Thoughts about his injury are never far away as Boric gets regular dollops of advice about the merits of his return to the rugby arena. The hitout in Sydney was a big marker.

"It was huge to get through that game," Boric admitted, "and it feels good today and I hope it will stay settled during the week.

"You can't help but think how it is, how it will hold up or how it will be with consistent game time each week.

"From where I am now, to going back to the start is a huge difference mentally.

I hope the next four games will continue that progression."

Coach John Kirwan hopes that applies across his squad as he surveys the Blues' slump since opening the tournament with two victories.

He will be without senior tighthead prop Charlie Faumuina for at least six perhaps eight weeks because of his "serious calf tear" while former skipper Keven Mealamu is likely to be rested until the match with the Highlanders.

Kirwan felt the Blues lost in Sydney instead of being beaten by the Waratahs. "It is the type of football game we need to learn how to win," he said.

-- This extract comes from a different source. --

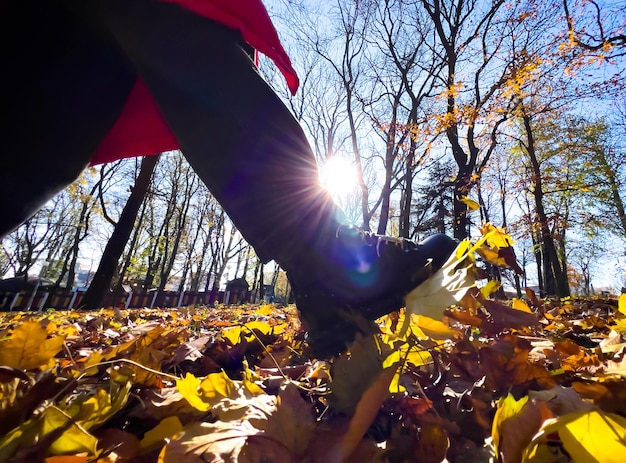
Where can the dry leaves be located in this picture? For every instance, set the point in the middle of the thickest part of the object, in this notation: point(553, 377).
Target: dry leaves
point(513, 381)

There were no thoughts the Blues were in a slump like last season.

"We have just got to mature and get excited as we were in our first few games."

That had to start on Saturday against the Chiefs who had shown great resilience to win their last match after returning from the wearying trip to Africa.

The Blues had not played how they wanted to for the last few matches and to do that they needed much better patience and ball retention. Those factors were all part of their rugby education. Captain Ali Williams' wife and Rene Ranger's partner were due to give birth next week and there were selection contingency plans if those deliveries occurred this weekend.

Williams was subbed after 50 minutes at the weekend by Boric, who admitted he was blowing in his first appearance this season.

"The neck felt pretty good, I made a few tackles and got around the park so it was a big confidence booster," he said.

Getting back into action felt normal although he thought he was only going to be asked to play the last quarter.

The tough part was feeling the game ebb away as the Waratahs put the Blues under longer periods of defensive pressure.

Both teams make lots of mistakes in contact and if the Blues had matched the sustained heat they built to create Chris Noakes' try, they would have been difficult to hold. Instead they were discovering the realities of a tough series.

"It is a good lesson about what this tournament is like, there is no easy game," said Boric.